May 30: Deploys blocked by billing error

May 30: Deploys blocked by billing error (02:18UTC)

For a few hours, deploys for some organizations were failing with a “We require your billing information” error, despite having just added payment methods or credits to their organizations. This was due to a mis-ordered deployment of a new Corrosion schema.

For some context: organization information is managed by our central GraphQL API backed by a local database in iad; when an organization is updated, for instance when the billing information is updated, the GraphQL API pushes the changes to the global Corrosion cluster so it can be read by the Machines API. When new information needs to be stored in Corrosion, we need to deploy two changes: a global change to the Corrosion (sqlite) schema, and a change to the GraphQL API to push the new data to the global cluster.

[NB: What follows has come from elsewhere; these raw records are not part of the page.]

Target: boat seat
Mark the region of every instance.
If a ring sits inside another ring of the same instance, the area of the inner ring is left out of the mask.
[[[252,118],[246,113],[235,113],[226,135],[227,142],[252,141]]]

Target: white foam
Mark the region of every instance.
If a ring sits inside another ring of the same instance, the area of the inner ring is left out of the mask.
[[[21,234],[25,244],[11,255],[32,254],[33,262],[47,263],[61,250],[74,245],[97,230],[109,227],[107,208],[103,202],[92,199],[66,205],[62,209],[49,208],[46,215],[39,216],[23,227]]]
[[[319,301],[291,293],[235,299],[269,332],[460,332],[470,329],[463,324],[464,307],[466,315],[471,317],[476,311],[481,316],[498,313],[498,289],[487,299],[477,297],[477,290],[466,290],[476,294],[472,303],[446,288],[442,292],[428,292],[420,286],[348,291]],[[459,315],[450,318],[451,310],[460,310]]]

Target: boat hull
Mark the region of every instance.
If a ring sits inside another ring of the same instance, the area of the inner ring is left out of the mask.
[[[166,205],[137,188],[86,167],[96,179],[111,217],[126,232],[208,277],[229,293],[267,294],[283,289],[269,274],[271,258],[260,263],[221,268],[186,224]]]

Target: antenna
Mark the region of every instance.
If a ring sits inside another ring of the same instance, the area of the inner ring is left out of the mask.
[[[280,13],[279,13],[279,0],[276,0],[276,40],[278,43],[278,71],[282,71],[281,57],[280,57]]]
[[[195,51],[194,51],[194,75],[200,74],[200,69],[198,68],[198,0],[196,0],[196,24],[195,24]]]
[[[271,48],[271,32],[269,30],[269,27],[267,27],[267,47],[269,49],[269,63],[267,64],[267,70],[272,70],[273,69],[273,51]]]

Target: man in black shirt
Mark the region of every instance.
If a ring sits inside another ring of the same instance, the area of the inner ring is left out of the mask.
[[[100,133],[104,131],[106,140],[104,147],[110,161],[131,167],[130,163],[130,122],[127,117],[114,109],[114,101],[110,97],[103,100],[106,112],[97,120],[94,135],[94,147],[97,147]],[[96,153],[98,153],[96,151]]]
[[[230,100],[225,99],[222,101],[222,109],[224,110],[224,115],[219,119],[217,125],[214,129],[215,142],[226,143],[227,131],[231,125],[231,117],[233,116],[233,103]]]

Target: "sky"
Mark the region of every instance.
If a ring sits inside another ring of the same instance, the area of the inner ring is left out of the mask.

Earlier in the day, we had prepared a change to push some new organization data to Corrosion. This is usually a safe change, however this time the GraphQL API was deployed prior to the global schema being updated. This caused all organization updates to fail to be propagated to Corrosion, thus causing the Machines API to not know about the updated billing status of organizations. To resolve this incident, we quickly reverted the change to the GraphQL API and backfilled the missing data in Corrosion.

We are looking into ways to alert on repeated sync failures, as well as failing GraphQL API deployments if the Corrosion schema is out of date.